Connection to this news: The ultimate-donor disclosure rule is among the most practically burdensome new requirements, since many smaller Indian NGOs receive grants from international foundations or pooled funds where the ultimate donors are unknown to the recipient.
Key Facts & Data
- FCRA Amendment Rules, 2026 notified by the MHA on June 22, 2026.
- New disclosures required: social media accounts, websites, publications by key functionaries, ultimate donor for intermediary-routed funds.
- Renewal condition: minimum ₹10 lakh in foreign contributions spent on approved activities in the previous two financial years.
- Foreign nationals as key functionaries: ordinarily ineligible for registration (exceptions by Central government); persons of Indian origin are exempt.

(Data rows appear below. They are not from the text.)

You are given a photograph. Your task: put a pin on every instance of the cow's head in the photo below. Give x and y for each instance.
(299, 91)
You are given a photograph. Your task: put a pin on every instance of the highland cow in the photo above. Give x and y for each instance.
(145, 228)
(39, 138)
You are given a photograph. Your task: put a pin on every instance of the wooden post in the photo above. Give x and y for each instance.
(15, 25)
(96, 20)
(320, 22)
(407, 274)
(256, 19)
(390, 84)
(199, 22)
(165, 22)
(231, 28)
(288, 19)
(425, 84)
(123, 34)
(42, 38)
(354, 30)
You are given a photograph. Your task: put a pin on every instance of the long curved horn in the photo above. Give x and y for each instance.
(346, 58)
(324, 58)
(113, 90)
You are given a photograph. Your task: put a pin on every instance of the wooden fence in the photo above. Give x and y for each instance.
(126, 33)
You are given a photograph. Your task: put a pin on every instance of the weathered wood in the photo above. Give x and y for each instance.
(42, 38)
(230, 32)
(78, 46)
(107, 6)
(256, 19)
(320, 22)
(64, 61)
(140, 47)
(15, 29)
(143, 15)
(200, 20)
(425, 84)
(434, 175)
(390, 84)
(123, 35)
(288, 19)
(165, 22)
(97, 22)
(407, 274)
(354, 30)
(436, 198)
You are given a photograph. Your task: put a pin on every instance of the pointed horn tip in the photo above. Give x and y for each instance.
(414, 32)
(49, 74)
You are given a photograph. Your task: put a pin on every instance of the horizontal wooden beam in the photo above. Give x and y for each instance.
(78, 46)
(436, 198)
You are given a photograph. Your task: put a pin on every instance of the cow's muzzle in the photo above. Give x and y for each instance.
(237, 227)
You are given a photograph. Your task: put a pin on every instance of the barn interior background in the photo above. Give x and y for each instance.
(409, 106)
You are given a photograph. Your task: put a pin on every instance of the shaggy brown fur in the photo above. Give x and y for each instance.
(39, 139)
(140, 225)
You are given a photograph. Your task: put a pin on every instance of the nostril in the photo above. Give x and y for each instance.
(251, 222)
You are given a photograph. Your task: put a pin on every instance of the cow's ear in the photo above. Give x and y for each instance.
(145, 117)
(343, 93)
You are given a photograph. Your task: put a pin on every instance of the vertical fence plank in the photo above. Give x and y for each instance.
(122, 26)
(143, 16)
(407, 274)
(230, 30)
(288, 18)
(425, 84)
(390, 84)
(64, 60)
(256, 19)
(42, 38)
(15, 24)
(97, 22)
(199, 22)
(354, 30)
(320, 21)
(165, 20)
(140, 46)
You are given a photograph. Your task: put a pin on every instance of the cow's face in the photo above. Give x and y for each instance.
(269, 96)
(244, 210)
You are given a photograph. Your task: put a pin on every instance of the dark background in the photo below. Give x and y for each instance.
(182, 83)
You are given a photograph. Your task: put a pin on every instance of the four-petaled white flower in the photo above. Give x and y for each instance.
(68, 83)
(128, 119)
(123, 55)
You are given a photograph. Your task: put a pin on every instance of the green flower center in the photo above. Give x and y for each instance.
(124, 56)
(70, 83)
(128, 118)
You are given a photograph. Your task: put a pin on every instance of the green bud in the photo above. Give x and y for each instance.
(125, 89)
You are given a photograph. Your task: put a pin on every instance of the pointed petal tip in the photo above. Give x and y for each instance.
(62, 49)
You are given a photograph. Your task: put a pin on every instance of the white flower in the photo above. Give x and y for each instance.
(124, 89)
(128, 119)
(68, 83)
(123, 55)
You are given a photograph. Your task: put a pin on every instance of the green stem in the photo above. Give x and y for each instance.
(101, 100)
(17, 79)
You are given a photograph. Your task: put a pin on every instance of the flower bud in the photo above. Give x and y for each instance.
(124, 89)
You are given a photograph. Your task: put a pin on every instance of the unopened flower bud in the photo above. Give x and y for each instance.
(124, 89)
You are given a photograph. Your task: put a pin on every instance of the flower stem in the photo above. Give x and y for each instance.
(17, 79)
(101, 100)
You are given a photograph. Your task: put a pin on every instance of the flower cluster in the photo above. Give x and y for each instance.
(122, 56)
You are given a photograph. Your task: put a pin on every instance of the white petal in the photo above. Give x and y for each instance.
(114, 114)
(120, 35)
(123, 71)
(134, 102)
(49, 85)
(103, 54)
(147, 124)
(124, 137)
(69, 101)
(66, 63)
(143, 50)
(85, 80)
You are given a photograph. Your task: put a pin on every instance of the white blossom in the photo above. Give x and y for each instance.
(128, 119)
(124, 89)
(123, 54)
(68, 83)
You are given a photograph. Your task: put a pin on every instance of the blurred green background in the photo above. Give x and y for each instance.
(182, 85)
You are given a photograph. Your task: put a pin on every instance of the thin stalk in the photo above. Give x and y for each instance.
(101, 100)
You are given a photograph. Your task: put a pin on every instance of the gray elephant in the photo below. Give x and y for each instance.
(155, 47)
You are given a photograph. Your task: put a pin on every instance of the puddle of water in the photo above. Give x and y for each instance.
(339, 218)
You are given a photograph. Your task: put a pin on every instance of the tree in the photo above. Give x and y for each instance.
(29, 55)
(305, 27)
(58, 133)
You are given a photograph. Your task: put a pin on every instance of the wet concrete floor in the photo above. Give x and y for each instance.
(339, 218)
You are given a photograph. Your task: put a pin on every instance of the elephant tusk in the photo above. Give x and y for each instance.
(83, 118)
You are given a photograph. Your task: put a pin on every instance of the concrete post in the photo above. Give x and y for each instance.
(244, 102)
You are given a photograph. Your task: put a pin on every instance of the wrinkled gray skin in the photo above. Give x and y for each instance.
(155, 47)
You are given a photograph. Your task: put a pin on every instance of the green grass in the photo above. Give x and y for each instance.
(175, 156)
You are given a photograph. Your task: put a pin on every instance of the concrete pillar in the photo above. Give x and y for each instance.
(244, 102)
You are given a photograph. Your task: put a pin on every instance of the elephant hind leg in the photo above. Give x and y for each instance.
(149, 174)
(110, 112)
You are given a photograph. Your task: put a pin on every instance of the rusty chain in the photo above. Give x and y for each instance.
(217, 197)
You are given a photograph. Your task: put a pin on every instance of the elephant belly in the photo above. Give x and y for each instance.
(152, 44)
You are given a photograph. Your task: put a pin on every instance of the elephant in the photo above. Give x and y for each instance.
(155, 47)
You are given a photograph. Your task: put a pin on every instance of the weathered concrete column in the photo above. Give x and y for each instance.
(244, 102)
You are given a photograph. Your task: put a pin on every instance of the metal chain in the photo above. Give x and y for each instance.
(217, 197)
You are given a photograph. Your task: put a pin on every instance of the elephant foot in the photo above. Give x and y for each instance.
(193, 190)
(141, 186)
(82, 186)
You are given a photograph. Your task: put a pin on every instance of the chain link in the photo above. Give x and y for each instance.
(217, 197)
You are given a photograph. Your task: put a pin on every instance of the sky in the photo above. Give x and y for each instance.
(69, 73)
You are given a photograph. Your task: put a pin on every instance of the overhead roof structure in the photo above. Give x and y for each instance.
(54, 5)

- Additional fees apply per additional purpose or state/UT in FCRA applications.
- Misuse of foreign funds for non-approved purposes attracts a penalty of up to 30% of the misused amount or ₹1 lakh, whichever is higher.
- As of April 2026, the MHA FCRA Dashboard recorded 22,273 cancelled registrations and 15,182 expired registrations not renewed.
- The 2020 FCRA Amendment — the previous major tightening — was upheld by the Supreme Court in Noel Harper v. Union of India (April 8, 2022).